Quando você pensa que os políticos aprenderam alguma coisa e deixaram de meter os pés pelas mãos, eis que o noticiário te traz de volta à realidade. Para entender melhor o que se passa, talvez seja melhor voltar um pouquinho no tempo.
À época da promulgação da Constituição de 1988, o país contava com pouco menos de 4.000 municípios. Para um país de tamanho continental como o Brasil, não chegava a ser propriamente um exagero. No entanto, pelo texto constitucional, a criação de municípios dependeria agora tão-somente de leis estaduais e de consultas à população residente nos distritos a serem emancipados. Ou seja: a criação de municípios ficaria a cargo de deputados estaduais – com interesses evidentes na manutenção de bases eleitorais – e da própria população local a ser beneficiada pela divisão, sem que o restante da população do município pudesse chiar.
Com a regra frouxa, o número de emancipações explodiu.

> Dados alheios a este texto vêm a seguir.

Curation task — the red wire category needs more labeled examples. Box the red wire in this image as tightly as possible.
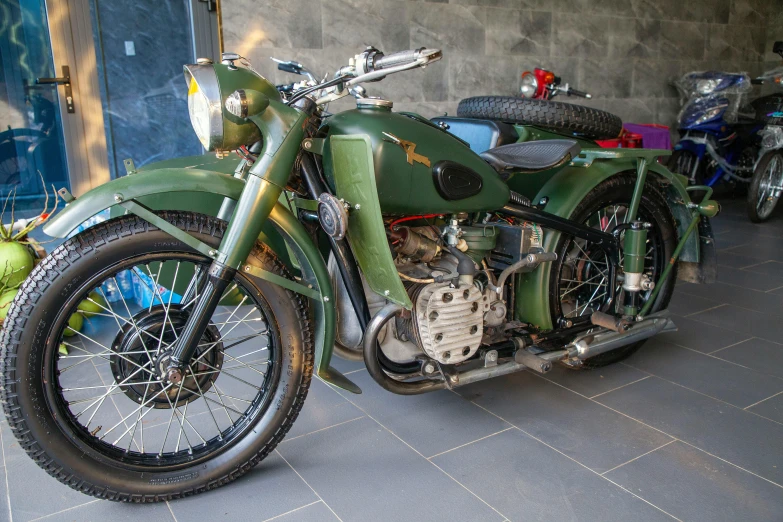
[389,214,444,232]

De menos de 4.000 municípios em 1988, passamos a mais de 5.000 no começo do século XXI. Em pouco mais de uma década, um aumento impressionante de 25% no total de municipalidades.

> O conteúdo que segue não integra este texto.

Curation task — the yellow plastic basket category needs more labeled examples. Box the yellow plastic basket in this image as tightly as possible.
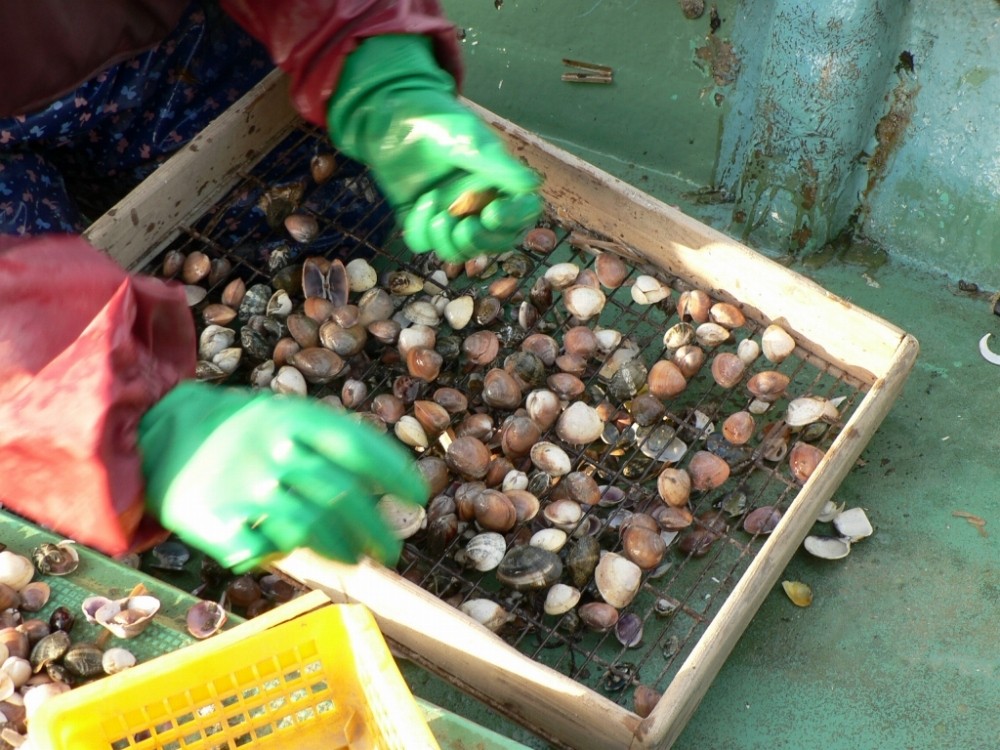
[31,591,440,750]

Obviamente, ao aumento exponencial de municípios não correspondeu qualquer melhora no serviço público. Ao contrário. Com a criação das prefeituras, necessariamente houve a criação de vários cargos representativos do poder municipal – prefeitos, vice-prefeitos e vereadores. Isso sem falar, claro, na imensa lista de cargos públicos destinados a manter a nova estrutura criada.
A razão disso é evidente. Em sua imensa maioria, os novos municípios não foram criados para melhor atender aos anseios da população, mas para estabelecer feudos eleitorais dos políticos que apadrinharam as suas criações. Não por acaso, estudos comprovam que, do universo de cidades criadas desde a promulgação da Carta de 1988, mais de 80% não se sustentam com verbas próprias; dependem das transferências da União e dos Estados para se manterem.
Para dar um freio de arrumação nessa farra, a Constituição foi emendada em 1996. Agora, somente após a regulamentação por lei complementar federal seria possível leis estaduais aprovarem a emancipação de distritos. Ainda assim, vários municípios chegaram a ser criados. Como? Não me perguntem, pois não consigo alcançar explicação plausível para tamanho despautério.
Em que pese o descumprimento em alguns casos, a emenda constitucional de 1996 conseguiu estancar o processo de criação desenfreada de municípios. Depois da virada do milênio, o número total se estabilizou em torno de 5.500 municipalidades.
Ontem, no entanto, o Senado Federal aprovou a proposta de lei complementar que regulamenta o §4º do art. 18 da Constituição Federal. Só com a possibilidade de aprovação da lei, já se fala na criação imediata de quase 200 municípios, com o país se aproximando da estratosférica marca de 6.000 cidades.
Os defensores da medida, claro, dizem que “daqui pra frente, tudo será diferente”. Advoga-se que a nova lei estabelece “critérios rígidos” e não vai implicar aumento de custos.
Embromação reles. Assim como no caso da divisão do Pará, a criação de novos municípios não atende a interesses de ordem pública, mas a meros interesses eleitorais de políticos interessados em se perpetuar no cargo. Evidentemente, os padrinhos das novas municipalidades ganharão prefeitos e vereadores como cabos eleitorais de suas reeleições. Estes, por sua vez, ficarão com cargos em comissão e verbas para distribuir aos apaniguados e manterem uma rede de interesses que só depõe contra o interesse público. Enquanto isso, a população do distrito emancipado, supostamente a principal beneficiária da medida, continuará dependendo de caraminguás a cada quatro anos, quando se avizinhar o período eleitoral.
O Brasil não precisa de mais municípios. Precisa é que os atuais prefeitos façam o seu trabalho. Do contrário, a única coisa que haverá de bom nisso tudo será que a população terá de se deslocar menos para xingar os ocupantes das prefeituras.